The push came in tandem with the nationwide unrest after the death of George Floyd in Minneapolis. This year, Austin’s faced substantial spikes in certain violent crime categories such as murder, assault, and rape — a phenomenon preceding the city’s vote, but during a problematic APD staffing shortage.
Abbott’s threat was surely meant as a shot across the bow, but its follow-through would prove a serious punishment for cities that go that route.
With the bill pre-filing period already open, some property tax legislation has already been filed.
One of state Rep. Valoree Swanson’s (R-Spring) bills would institute a voter turnout requirement for a political subdivision to implement a property tax increase above the voter-approval rate. For any increase above that limit to apply, more than 25 percent of the entity’s voters must cast ballots in the election.
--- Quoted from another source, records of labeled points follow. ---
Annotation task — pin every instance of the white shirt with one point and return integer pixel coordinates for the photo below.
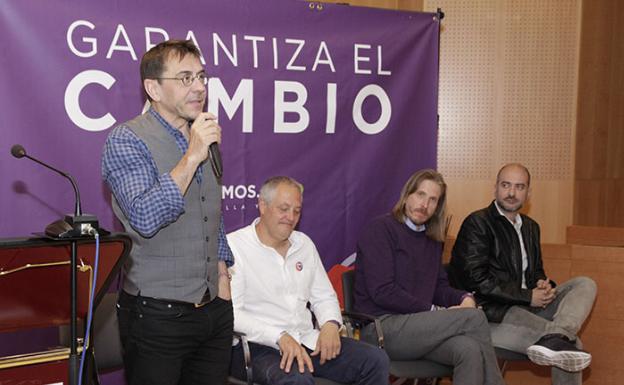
(270, 292)
(517, 224)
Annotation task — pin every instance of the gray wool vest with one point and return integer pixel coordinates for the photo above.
(180, 261)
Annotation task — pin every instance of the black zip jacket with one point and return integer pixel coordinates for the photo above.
(487, 260)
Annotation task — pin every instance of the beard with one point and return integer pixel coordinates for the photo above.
(509, 204)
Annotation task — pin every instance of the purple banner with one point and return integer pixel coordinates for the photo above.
(342, 98)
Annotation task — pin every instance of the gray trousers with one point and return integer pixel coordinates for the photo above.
(454, 337)
(523, 326)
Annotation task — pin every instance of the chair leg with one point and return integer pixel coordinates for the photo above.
(502, 364)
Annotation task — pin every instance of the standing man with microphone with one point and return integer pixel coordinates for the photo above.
(175, 310)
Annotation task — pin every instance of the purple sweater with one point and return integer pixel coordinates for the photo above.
(399, 271)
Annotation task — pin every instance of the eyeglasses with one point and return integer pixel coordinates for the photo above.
(188, 79)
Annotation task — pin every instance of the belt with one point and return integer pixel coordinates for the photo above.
(205, 300)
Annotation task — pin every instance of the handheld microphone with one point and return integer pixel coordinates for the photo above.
(215, 159)
(73, 225)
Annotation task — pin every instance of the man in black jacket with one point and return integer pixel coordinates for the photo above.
(497, 255)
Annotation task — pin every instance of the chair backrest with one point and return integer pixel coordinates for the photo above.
(348, 287)
(335, 277)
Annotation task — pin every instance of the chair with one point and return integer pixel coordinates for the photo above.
(403, 369)
(505, 356)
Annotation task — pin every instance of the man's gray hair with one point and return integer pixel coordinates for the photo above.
(267, 191)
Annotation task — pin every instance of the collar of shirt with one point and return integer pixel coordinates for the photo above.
(517, 223)
(179, 138)
(413, 226)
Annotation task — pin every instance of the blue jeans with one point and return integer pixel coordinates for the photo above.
(170, 343)
(357, 363)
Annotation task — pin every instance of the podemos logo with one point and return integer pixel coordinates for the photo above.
(235, 197)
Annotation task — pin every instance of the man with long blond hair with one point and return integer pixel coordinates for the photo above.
(399, 278)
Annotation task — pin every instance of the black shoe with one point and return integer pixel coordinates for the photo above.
(557, 350)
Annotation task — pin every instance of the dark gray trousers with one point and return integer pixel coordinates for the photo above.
(455, 337)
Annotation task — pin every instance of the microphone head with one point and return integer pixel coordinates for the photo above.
(18, 151)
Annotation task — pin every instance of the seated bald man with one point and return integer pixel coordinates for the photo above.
(278, 272)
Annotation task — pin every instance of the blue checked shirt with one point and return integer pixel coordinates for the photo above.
(150, 201)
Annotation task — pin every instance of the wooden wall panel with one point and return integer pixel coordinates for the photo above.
(508, 94)
(599, 188)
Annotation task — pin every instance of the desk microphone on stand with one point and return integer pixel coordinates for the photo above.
(72, 228)
(75, 225)
(215, 159)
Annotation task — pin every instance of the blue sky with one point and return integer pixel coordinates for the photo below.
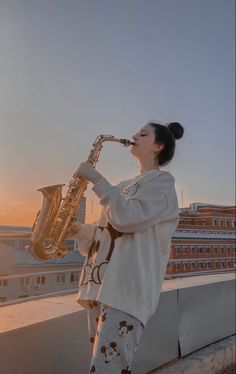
(71, 70)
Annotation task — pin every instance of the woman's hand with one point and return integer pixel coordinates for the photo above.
(73, 229)
(87, 171)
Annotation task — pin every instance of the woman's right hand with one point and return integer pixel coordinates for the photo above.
(73, 229)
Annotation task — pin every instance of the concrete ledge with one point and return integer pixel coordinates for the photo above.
(214, 359)
(50, 336)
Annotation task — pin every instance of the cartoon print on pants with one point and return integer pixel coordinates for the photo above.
(126, 371)
(110, 352)
(124, 328)
(92, 273)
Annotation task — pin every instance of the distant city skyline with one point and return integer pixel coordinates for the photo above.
(70, 71)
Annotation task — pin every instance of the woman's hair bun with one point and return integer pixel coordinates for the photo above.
(176, 128)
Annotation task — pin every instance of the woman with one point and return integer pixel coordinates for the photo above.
(127, 251)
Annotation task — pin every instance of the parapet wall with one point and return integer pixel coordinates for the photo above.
(50, 336)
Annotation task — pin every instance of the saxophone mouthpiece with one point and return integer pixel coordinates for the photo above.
(126, 142)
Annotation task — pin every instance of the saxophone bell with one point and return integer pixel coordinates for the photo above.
(50, 227)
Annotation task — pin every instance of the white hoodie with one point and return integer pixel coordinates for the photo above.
(127, 251)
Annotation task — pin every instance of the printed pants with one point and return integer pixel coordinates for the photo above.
(114, 337)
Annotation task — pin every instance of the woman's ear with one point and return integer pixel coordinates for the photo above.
(159, 147)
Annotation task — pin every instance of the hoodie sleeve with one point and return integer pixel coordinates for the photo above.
(154, 202)
(85, 237)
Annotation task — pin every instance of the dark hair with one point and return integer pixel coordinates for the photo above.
(167, 134)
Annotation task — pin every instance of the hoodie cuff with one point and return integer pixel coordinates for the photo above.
(102, 187)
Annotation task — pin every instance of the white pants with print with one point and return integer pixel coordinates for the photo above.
(114, 337)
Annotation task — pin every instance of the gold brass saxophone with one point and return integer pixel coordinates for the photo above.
(53, 220)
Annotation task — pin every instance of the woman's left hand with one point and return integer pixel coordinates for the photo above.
(87, 171)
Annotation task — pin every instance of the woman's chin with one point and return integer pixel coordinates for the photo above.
(133, 150)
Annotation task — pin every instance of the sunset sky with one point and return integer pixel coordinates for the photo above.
(71, 70)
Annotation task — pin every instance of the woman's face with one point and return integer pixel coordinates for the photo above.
(145, 145)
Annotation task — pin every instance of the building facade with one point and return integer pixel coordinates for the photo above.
(204, 241)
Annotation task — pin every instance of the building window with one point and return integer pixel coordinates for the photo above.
(228, 249)
(40, 280)
(74, 277)
(3, 282)
(184, 250)
(200, 265)
(177, 266)
(208, 249)
(60, 278)
(24, 282)
(177, 251)
(192, 250)
(200, 249)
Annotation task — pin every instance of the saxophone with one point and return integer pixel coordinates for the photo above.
(57, 213)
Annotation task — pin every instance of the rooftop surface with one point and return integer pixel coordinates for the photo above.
(37, 311)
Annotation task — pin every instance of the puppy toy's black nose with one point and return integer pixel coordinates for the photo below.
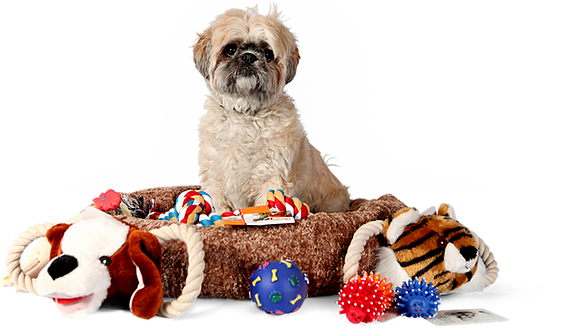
(249, 58)
(62, 266)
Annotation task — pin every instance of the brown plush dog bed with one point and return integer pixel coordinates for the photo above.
(317, 244)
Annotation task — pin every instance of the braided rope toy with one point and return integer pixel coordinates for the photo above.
(197, 207)
(286, 206)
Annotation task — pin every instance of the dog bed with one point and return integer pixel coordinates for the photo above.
(317, 245)
(329, 248)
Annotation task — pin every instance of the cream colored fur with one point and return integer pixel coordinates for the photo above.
(251, 138)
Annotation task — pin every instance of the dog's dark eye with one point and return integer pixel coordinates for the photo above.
(229, 50)
(105, 260)
(268, 55)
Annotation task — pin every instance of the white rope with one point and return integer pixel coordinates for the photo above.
(486, 249)
(16, 246)
(357, 245)
(195, 276)
(489, 255)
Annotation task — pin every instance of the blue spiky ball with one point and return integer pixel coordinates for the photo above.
(416, 299)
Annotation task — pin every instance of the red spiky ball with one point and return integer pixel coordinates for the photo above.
(364, 298)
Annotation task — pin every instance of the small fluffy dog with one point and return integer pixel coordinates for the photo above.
(251, 138)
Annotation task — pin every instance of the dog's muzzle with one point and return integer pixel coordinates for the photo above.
(62, 266)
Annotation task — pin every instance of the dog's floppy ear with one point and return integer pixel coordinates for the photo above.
(54, 236)
(292, 64)
(146, 253)
(201, 52)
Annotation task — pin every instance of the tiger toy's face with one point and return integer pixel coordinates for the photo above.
(435, 247)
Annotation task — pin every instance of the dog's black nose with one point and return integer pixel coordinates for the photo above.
(249, 58)
(62, 266)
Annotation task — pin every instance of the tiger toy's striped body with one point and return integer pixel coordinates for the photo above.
(435, 247)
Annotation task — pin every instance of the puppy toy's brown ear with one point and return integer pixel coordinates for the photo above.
(54, 236)
(146, 253)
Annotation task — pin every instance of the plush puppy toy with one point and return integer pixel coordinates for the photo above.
(89, 255)
(431, 244)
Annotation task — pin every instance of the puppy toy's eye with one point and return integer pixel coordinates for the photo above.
(268, 55)
(229, 50)
(105, 260)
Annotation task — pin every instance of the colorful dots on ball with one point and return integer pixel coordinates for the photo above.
(278, 287)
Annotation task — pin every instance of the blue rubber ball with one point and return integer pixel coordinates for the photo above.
(278, 287)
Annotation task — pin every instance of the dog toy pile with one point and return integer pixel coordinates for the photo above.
(92, 256)
(278, 287)
(363, 299)
(196, 207)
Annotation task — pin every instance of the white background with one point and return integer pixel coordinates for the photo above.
(337, 90)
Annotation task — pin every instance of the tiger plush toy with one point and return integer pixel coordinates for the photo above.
(431, 243)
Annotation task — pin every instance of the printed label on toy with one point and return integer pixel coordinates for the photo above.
(256, 220)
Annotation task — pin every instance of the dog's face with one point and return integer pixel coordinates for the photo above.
(78, 278)
(246, 58)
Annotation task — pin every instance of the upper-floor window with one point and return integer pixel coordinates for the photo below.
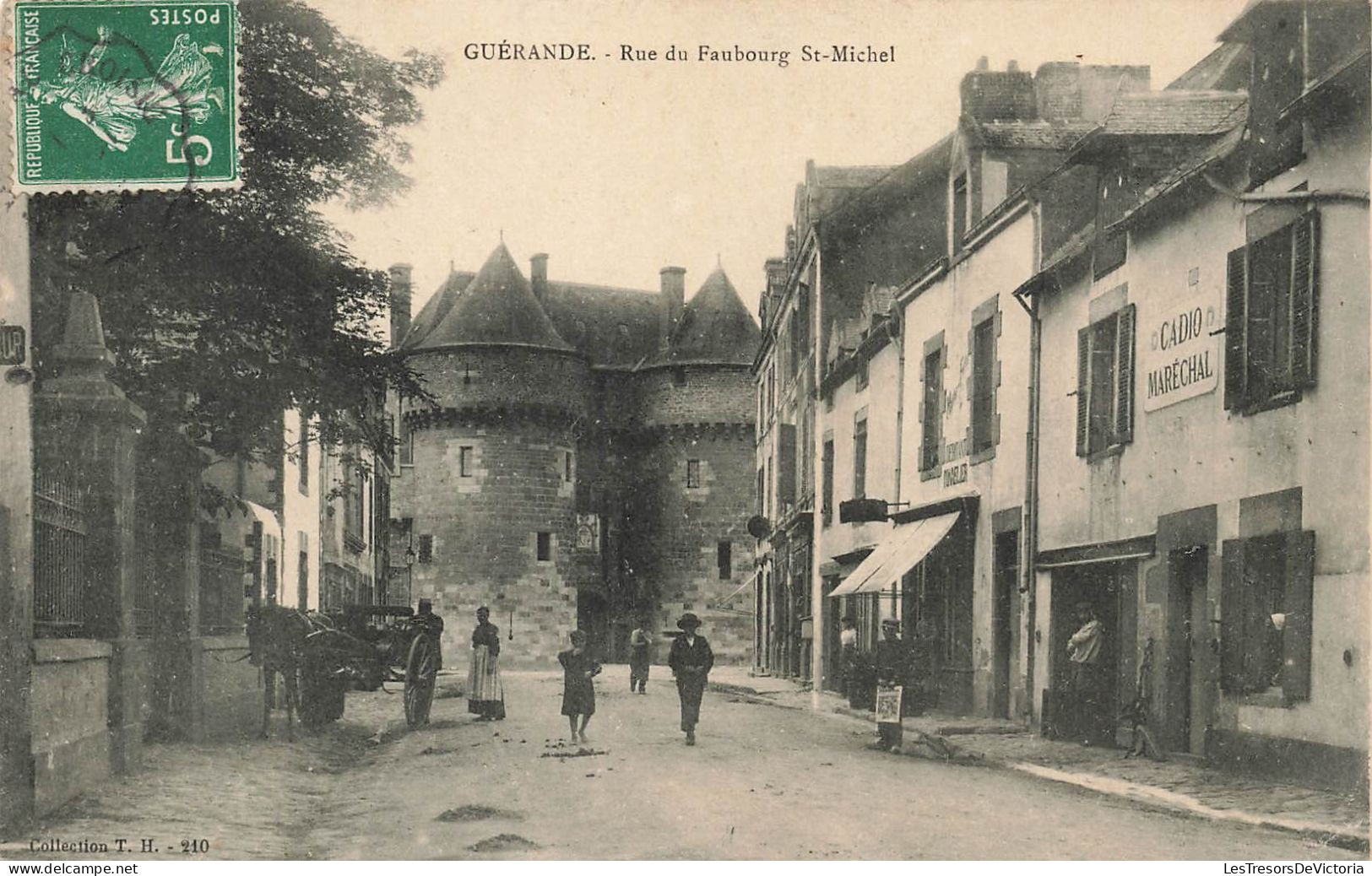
(406, 445)
(1266, 602)
(860, 457)
(303, 481)
(959, 211)
(691, 473)
(1272, 302)
(827, 505)
(930, 406)
(1104, 383)
(984, 427)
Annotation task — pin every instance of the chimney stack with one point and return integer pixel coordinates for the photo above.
(401, 299)
(998, 95)
(673, 302)
(538, 274)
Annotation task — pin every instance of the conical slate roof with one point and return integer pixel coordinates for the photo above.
(715, 328)
(498, 307)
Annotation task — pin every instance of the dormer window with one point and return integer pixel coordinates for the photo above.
(959, 211)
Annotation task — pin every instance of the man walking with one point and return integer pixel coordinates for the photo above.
(691, 661)
(640, 657)
(1084, 653)
(892, 664)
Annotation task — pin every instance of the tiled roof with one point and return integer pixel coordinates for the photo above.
(715, 328)
(1227, 66)
(498, 307)
(1172, 113)
(437, 307)
(612, 327)
(1032, 135)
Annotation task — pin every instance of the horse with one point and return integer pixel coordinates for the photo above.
(276, 641)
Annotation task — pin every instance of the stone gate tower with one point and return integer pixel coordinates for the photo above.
(586, 462)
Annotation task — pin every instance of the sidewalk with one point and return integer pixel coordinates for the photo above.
(1180, 784)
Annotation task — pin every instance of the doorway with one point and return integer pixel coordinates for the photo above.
(1185, 720)
(1003, 620)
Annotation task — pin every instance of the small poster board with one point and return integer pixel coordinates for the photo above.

While 25 percent turnout is not hard to surpass, it could come into play if a political subdivision opts for an off-year election, hoping specific groups especially supportive of the measure can have an outsized impact on the results.
Rep. Andrew Murr (R-Junction), meanwhile, has proposed an elimination of school districts’ Maintenance & Operations (M&O) rate. The M&O accounts for the vast majority of the subdivision’s total tax rate and school districts account for the largest portion of a taxpayer’s bill.
Murr’s legislation would eliminate that section, by and large used for general fund-type expenses, and establish a commission to navigate the change.
On the flip side, Rep. James White’s (R-Hillister) legislation looks to establish a limitation similar to that found within SB 2 and HB 3, but instead aimed at appraisals. Currently, appraisal year-to-year increases for homesteads are limited to 10 percent.
White hopes to contract that down to 2.5 percent — a substantial limitation on what amounts to, in many cases, runaway increases in appraisals that do not reflect the taxpayer’s ability to pay.
Another factor to watch is the new speaker, presumably Rep. Dade Phelan (R-Beaumont), and how much emphasis he places on the issue.
Property taxes will once again permeate deliberations under the pink dome, but due to the emergence of various other priorities — not the least of which is the pandemic — on the backburner, it may be placed.
Correction: An original version of this article misstated the appraisal increase cap. That cap only applies to homesteads. We regret the error.